Elevations in maternal HPA activity caused by either restraint or noise stress during pregnancy have been associated with both short- and long-term effects on developing offspring. For example, this prenatal experience is consistently linked with smaller size and head circumference at birth (Weinstock, 1996). Prenatal stress exposure is also associated with altered HPA functioning and long-term behavioral outcomes in the offspring. For example, restraint stress during pregnancy predicts higher basal activity of the axis (Weinstock et al., 1992) as well as potentiated and prolonged HPA responses when the offspring undergo restraint stress on postnatal days 60 and 90 as adults (Weinstock et al., 1992, Vallee et al., 1997). These results are accompanied by the downregulation of glucocorticoid receptors (GRs) in the hippocampus and hypothalamus (Barbazanges et al., 1996).
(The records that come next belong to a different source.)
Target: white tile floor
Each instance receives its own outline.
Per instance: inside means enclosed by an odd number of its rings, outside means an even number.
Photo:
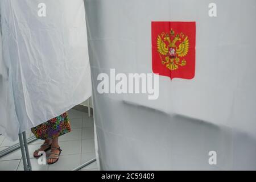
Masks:
[[[69,110],[68,115],[72,131],[59,138],[63,151],[57,163],[52,165],[38,164],[38,160],[33,158],[33,152],[43,142],[37,140],[28,145],[33,171],[71,170],[95,158],[93,118],[89,118],[87,113],[74,109]],[[27,133],[27,137],[32,135],[30,131]],[[10,142],[0,135],[0,151],[17,143],[18,141]],[[20,150],[0,158],[0,171],[22,171],[21,158]],[[98,170],[97,163],[94,162],[81,170]]]

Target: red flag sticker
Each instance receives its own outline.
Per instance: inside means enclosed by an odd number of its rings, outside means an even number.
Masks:
[[[154,73],[192,79],[196,64],[196,22],[152,22]]]

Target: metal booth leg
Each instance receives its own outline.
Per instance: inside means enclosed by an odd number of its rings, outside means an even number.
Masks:
[[[31,171],[31,164],[30,163],[26,132],[19,134],[19,140],[20,145],[20,151],[22,156],[22,161],[23,162],[24,171]]]

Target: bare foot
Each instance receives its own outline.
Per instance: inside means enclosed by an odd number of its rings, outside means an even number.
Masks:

However, GRs and corticotropin-releasing-hormone (CRH) expression in the amygdala were upregulated, a neurobiological profile associated with anxiety-like behavior (Weinstock, 1996). Indeed, prenatally-stressed offspring display heightened behavioral responses to novelty, including freezing, decreased exploration, and defecation (Vallee et al., 1997), behaviors that are also associated with post-stress serum concentrations of cortisol. Disturbances in spatial memory and other aspects of cognitive functioning have also been observed (Chapillon, Patin, Roy, Vincent, & Caston, 2002). Postnatal environmental enrichment, however, does appear to reverse the effects of prenatal stress at the behavioral (Vallee et al., 1997; Maccari et al., 1995) and cognitive level (Bredy, Humpartzoomian, Cain, & Meaney, 2003). Thus, in rodents, the postnatal environmental can influence the manifestation of prenatal stress effects.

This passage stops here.